9. REPRESENTATIONS AND AGREEMENTS OF EXECUTIVE.

     (a) Executive represents and warrants that he is free to enter into this
Agreement and to perform the duties required hereunder, and that there are no
employment contracts or understandings, restrictive covenants or other
restrictions, whether written or oral, preventing the performance of his duties
hereunder or requiring him to perform employment, consulting, business related
or similar duties for any other person.

     (b) Executive agrees to submit to a medical examination and to cooperate
and supply such other information and documents as may be required by any
insurance company in connection with the Company's obtaining life insurance on
the life of Executive, and any other type of insurance or fringe benefit as the
Company shall determine from time to time to obtain.

10. NON-INTERFERENCE.

     Executive agrees that for a period of one year following the termination of
Executive's employment hereunder, Executive shall not, directly or indirectly,
request or cause any collaborative partners, universities, governmental
agencies, contracting parties, suppliers or customers with whom the Company or
any of its subsidiaries has a business relationship to cancel or terminate any
such business relationship with the Company or any of its subsidiaries or
solicit, interfere with or entice from the Company any employee (or former
employee) of the Company.

11. INVENTIONS AND DISCOVERIES.

     (a) Insofar as is related to the principal business activities and products
of the Company and any of its subsidiaries or joint ventures, Executive shall
promptly 

                                        6

<PAGE>

and fully disclose to the Company, and with all necessary detail for a complete
understanding of the same, all developments, know-how, discoveries, inventions,
improvements, concepts, ideas, writings, formulae, processes and methods of a
financial or other nature (whether copyrightable, patentable or otherwise) made,
received, conceived, acquired or written during working hours, or otherwise, by
Executive (whether or not at the request or upon the suggestion of the Company)
during the period of his employment with, or rendering of advisory or consulting
services to, the Company or any of its subsidiaries, solely or jointly with
others (collectively the "Subject Matter").

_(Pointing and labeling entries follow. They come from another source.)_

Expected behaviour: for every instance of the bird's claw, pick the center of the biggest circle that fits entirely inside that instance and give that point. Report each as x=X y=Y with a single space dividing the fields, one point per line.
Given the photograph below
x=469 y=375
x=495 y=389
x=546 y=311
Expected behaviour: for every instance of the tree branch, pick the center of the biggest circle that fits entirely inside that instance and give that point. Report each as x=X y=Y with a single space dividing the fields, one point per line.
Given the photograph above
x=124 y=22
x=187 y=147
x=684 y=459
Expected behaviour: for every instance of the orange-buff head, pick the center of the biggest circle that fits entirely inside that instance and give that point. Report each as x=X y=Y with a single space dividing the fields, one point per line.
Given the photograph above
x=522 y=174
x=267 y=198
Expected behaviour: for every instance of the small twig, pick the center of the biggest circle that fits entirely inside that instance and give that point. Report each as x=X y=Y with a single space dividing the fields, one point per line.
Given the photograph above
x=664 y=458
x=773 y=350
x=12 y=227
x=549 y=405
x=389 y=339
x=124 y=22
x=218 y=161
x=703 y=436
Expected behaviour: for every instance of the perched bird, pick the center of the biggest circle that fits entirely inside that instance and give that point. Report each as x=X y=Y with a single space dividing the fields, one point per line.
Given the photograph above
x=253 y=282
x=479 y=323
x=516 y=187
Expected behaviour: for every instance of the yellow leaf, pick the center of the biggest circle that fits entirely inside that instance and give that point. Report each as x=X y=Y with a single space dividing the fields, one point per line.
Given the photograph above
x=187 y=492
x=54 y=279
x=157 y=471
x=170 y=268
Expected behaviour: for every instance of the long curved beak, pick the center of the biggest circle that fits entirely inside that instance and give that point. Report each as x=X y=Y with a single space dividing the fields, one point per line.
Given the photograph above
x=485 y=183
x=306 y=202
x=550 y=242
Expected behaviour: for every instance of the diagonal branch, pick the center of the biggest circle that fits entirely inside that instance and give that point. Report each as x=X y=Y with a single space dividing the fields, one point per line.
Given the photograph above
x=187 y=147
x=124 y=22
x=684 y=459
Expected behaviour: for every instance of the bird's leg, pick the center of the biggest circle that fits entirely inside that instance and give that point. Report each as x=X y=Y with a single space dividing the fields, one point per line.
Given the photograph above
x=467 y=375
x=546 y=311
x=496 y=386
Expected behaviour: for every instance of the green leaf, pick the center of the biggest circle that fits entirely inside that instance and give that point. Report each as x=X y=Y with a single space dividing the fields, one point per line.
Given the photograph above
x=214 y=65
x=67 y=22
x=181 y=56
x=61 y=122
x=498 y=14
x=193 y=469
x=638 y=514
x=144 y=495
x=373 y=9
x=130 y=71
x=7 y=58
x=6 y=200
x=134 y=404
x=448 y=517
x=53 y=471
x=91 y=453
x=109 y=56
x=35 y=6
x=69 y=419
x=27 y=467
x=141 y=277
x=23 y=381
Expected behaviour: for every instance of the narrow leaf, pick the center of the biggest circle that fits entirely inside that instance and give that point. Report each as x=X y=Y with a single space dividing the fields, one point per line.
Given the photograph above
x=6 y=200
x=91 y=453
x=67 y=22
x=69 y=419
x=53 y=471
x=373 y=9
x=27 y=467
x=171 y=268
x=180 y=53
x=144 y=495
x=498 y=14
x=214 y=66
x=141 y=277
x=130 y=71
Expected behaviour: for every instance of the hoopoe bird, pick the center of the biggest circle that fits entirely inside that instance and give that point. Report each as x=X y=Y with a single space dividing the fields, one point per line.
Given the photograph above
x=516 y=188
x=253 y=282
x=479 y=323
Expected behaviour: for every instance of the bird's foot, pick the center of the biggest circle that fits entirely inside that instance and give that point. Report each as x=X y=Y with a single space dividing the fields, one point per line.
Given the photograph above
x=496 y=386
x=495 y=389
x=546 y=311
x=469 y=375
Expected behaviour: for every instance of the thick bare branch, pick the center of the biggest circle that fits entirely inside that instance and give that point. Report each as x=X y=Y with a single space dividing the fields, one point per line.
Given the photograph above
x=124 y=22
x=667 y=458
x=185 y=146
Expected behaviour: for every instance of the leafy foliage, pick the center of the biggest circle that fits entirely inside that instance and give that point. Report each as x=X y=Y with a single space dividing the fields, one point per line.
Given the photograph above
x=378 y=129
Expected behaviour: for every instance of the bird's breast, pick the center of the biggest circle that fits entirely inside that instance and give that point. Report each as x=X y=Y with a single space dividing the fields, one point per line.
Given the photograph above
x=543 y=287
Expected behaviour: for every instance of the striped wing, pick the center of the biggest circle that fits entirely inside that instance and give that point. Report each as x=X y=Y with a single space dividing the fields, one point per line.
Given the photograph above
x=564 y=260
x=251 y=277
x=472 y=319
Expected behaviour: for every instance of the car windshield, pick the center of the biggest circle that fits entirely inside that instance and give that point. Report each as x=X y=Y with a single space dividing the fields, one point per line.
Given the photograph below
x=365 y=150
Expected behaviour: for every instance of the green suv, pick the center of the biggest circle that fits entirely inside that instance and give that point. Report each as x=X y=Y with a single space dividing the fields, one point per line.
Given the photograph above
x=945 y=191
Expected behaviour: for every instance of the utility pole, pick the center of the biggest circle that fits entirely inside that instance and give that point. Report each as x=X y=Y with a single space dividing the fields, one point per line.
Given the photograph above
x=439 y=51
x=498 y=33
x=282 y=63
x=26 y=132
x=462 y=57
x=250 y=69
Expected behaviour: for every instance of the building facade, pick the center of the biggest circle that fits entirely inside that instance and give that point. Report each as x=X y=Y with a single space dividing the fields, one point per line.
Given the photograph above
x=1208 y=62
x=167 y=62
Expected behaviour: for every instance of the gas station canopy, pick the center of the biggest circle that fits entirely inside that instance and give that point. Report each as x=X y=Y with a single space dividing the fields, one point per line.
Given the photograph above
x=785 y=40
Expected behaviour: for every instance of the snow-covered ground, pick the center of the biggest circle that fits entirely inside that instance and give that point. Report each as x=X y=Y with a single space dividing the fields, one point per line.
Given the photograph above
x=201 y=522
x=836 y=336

     (b) Executive hereby assigns and transfers, and agrees to assign and
transfer, to the Company, all his rights, title and interest in and to the
Subject Matter, and Executive further agrees to deliver to the Company any and
all drawings, notes, specifications and data relating to the Subject Matter, and
to execute, acknowledge and deliver all such further papers, including
applications for copyrights or patents, as may be necessary to obtain copyrights
and patents for any thereof in any and all countries and to vest title thereto
to the Company. Executive shall assist the Company in obtaining such copyrights
or patents during the term of this Agreement, and any time thereafter on
reasonable notice and at mutually convenient times, and Executive agrees to
testify in any prosecution or litigation involving any of the Subject Matter;
provided, however, that Executive shall be compensated in a timely manner at the
rate of $100.00 per hour (with a minimum of $500 per day), plus out-of-pocket
expenses incurred in rendering such assistance or giving or preparing to give
such testimony if it is required after termination of his employment hereunder.

12. NON-DISCLOSURE OF CONFIDENTIAL INFORMATION.

     (a) Executive shall not, during the term of this Agreement, or at any time
following termination of this Agreement, directly or indirectly, disclose or
make accessible (other than as is required in the regular course of his duties
(including without limitation disclosures to the Company's advisors and
consultants) or is required by law (in which case Executive shall give the
Company prior written notice of such required disclosure) or with the prior
written consent of the Board of Directors of the Company), to any person, firm
or corporation, any confidential information acquired by him during the course
of, or as an incident to, his employment or the rendering of his advisory or
consulting services hereunder, relating to the Company or any of its
subsidiaries, the directors of the Company or its subsidiaries, any client of
the Company or any of its subsidiaries, or any corporation, partnership or other
entity owned or controlled, directly or indirectly, by any of the foregoing, or
in which any of the foregoing has a beneficial interest, including, but not
limited to, the business affairs of each of the foregoing. Such confidential
information shall include, but shall not be limited to, proprietary technology,
trade secrets, patented processes, research and development data, know-how,
market studies and forecasts, competitive analyses, pricing policies, employee
lists, personnel policies, the substance of agreements with customers and
others, marketing or dealership arrangements, servicing and training programs
and arrangements, customer lists and any other documents embodying such

                                        7

<PAGE>

confidential information. This confidentiality obligation shall not apply to any
confidential information which thereafter becomes publicly available other than
pursuant to a breach of this Section 12(a) by Executive.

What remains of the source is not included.